Ticket #113 (new enhancement)
Opened 2 years ago
Last modified 2 months ago
Optimization of ffmpeg h264 decoder
| Reported by: | astrange | Assigned to: | astrange |
|---|---|---|---|
| Priority: | normal | Milestone: | Sometime after 1.0 |
| Component: | ffmpeg | Version: | |
| Severity: | normal | Keywords: | |
| Cc: |
Attachments
- ffmpeg-cbpluma-speed.diff (1.9 kB) - added by astrange on 03/13/07 22:46:17.
- This patch SHOULD be an optimization, but it causes gcc to produce worse code elsewhere.
- ffmpeg-simpler-cabac.diff (3.0 kB) - added by astrange on 03/13/07 22:47:37.
- Same here; get_cabac_noinline() spills registers less, but decode_cabac_residual spills more (with assembler disabled on x86). I think this is still a win on PPC.
- altivec_lum.diff (16.6 kB) - added by gbooker on 03/18/07 19:43:52.
- First attempt at an altivec h264_h/v_loop_filter_luma_ routines. There is still a lot of commented out code and other debug information, but it does work. I think that there are a few mathematical errors in there, because I swear the video looks different. With this, we are very near the speed of Apple's decoder.
- altivec_lum.2.diff (16.9 kB) - added by gbooker on 03/19/07 17:39:06.
- Fixed the math errors, such a stupid mistake on my part. This works, and works well. Maybe we should push to get it in ffmpeg now.
- altivec_lum.3.diff (13.1 kB) - added by gbooker on 03/24/07 11:29:23.
- Replaced all functions which have more than one result register to be #defines and pass the values back in registers. This eliminates using temp memory for this operation.

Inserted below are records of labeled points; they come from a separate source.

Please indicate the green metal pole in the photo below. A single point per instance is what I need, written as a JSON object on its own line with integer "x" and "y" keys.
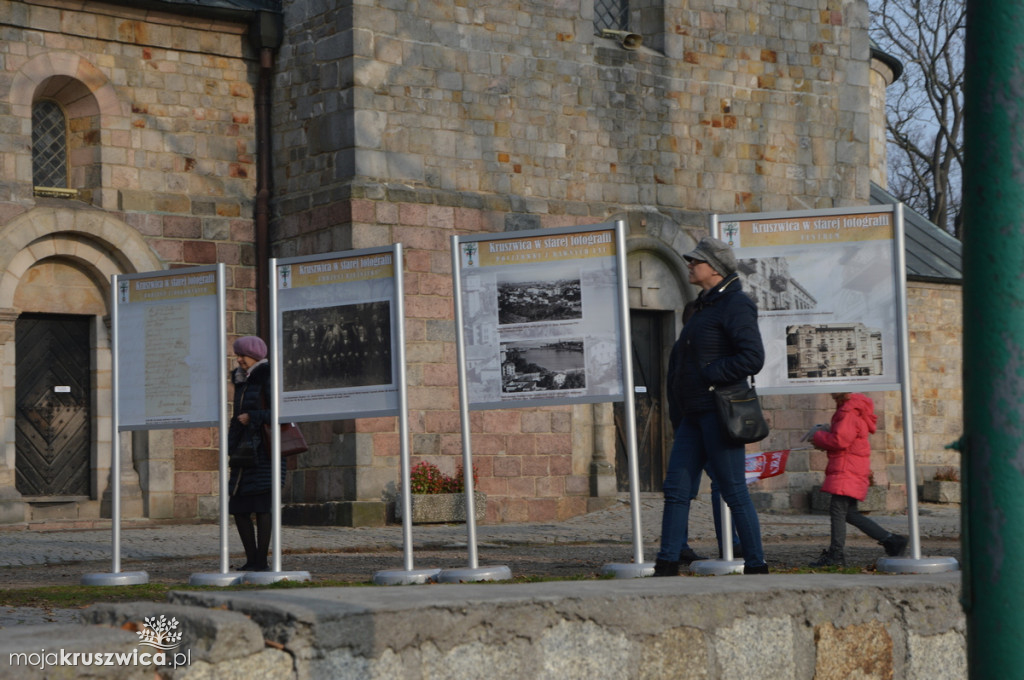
{"x": 992, "y": 448}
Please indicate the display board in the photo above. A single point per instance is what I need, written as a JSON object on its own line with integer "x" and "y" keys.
{"x": 826, "y": 288}
{"x": 542, "y": 316}
{"x": 167, "y": 348}
{"x": 337, "y": 329}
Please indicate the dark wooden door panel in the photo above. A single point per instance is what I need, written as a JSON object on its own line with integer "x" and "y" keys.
{"x": 52, "y": 394}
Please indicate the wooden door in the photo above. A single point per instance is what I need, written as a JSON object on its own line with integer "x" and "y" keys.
{"x": 52, "y": 400}
{"x": 648, "y": 375}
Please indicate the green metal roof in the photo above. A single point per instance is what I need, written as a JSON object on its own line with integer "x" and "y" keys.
{"x": 932, "y": 254}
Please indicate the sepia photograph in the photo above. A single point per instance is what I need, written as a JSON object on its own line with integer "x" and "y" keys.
{"x": 772, "y": 286}
{"x": 532, "y": 366}
{"x": 337, "y": 347}
{"x": 833, "y": 350}
{"x": 539, "y": 300}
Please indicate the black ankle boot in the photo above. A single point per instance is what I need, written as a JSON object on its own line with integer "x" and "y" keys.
{"x": 894, "y": 544}
{"x": 829, "y": 557}
{"x": 665, "y": 567}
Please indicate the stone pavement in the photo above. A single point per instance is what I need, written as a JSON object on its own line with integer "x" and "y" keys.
{"x": 39, "y": 552}
{"x": 40, "y": 546}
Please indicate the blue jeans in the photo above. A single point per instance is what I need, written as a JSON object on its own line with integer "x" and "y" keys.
{"x": 700, "y": 441}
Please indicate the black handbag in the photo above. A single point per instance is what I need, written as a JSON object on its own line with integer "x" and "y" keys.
{"x": 243, "y": 455}
{"x": 739, "y": 409}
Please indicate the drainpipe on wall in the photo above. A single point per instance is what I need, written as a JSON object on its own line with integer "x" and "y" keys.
{"x": 265, "y": 34}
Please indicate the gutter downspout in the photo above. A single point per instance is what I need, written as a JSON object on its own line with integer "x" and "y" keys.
{"x": 262, "y": 208}
{"x": 266, "y": 35}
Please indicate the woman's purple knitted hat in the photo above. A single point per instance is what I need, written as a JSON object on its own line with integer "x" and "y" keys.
{"x": 250, "y": 345}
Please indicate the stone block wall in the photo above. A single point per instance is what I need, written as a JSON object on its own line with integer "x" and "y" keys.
{"x": 162, "y": 139}
{"x": 415, "y": 122}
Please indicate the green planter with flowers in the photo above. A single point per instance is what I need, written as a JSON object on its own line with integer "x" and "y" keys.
{"x": 436, "y": 498}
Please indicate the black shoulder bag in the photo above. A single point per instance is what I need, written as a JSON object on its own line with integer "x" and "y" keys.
{"x": 739, "y": 409}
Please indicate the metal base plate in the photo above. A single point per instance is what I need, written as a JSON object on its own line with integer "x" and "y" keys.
{"x": 475, "y": 575}
{"x": 920, "y": 565}
{"x": 231, "y": 579}
{"x": 716, "y": 567}
{"x": 403, "y": 578}
{"x": 628, "y": 569}
{"x": 119, "y": 579}
{"x": 266, "y": 578}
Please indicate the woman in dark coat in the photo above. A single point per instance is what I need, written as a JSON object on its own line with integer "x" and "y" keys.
{"x": 720, "y": 345}
{"x": 250, "y": 486}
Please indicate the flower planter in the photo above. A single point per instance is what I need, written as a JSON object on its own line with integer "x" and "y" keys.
{"x": 443, "y": 508}
{"x": 941, "y": 492}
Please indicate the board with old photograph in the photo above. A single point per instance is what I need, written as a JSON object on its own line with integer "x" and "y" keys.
{"x": 337, "y": 331}
{"x": 825, "y": 286}
{"x": 541, "y": 317}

Also, che 8x16 transpose is changed to a 6x16 (all that is neccessary) and the 4 4x4 transposes are made into a single 4x16. On the whole, these improvements really increase the speed. 1080p is quite playable on my G5 now.
- ffmpeg-mbcabac-loops.patch (1.5 kB) - added by astrange on 03/24/07 18:15:30.
- Small change in cabac, small but positive speed gain.
- altivec_lum.4.diff (11.9 kB) - added by gbooker on 03/26/07 15:40:42.
- Some cleanup of function names and the like. Removed unused functions. Should be no functionality change.
- idct_add_altivec.diff (12.4 kB) - added by dconrad on 04/27/07 01:01:30.
- Altivec version of ff_h264_idct_add_c by Mauricio Alvarez. ff_h264_idct_add_altivec didn't work correctly with the first transpose, probably something similar needs to be done to the faster ff_h264_idct_add_altivec_mat to get it to work. With this, Apple's 720p trailers play without framedrops on my G4 again.
- ffmpeg-simpler-cabac-2.diff (3.1 kB) - added by astrange on 04/27/07 01:21:27.
- Slightly different version of the older patch, should improve x86 and ppc code as long as it's compiled with -fweb (which we do, but ffmpeg doesn't)
- ffmpeg-simpler-cabacresid.diff (3.5 kB) - added by astrange on 05/04/07 00:16:10.
- Cleanup decode_cabac_residual (on x86, at least). Needs more work, the int[64] array looks like it could be a char[64] array but I didn't want to rewrite any asm.
- ffmpeg-64bit-copies.diff (0.7 kB) - added by astrange on 05/06/07 03:24:18.
- Awfully ugly hack, make 64-bit memory copies use 'double' (one SSE load) instead of 'long long' (two int loads). .841sec saved on 30sec clip, 4KB saved on mplayer binary
- ffmpeg-64bit-copies-2.diff (2.0 kB) - added by astrange on 05/06/07 17:22:45.
- MMXify fill_rectangle. For some reason, gcc doesn't generate MMX code half the time with the intrinsics? Still faster anyway.
- altivec_lum.5.diff (18.7 kB) - added by gpoirier on 05/07/07 16:21:34.
- Not functionnal changes from v4, just removal of tabs a trailing spaces (hopefully, all of them), use DECLARE_INLINE_16 macro instead of attribute …
- ffmpeg-cabacres-types.diff (1.4 kB) - added by astrange on 05/07/07 17:12:25.
- Make some variable types in decode_cabac_residual smaller. Breaks x86.
- altivec_lum.6.diff (18.7 kB) - added by gbooker on 05/11/07 17:43:07.
- Took gpoirier's changes, and added a few more. The deblock_p0_q0 has been reworked (I never trusted the math in the MMX version) into what makes more sense to me and fixed a glaring mistake with the if statement on the four bytes of the tc array. The * in there should have been an &.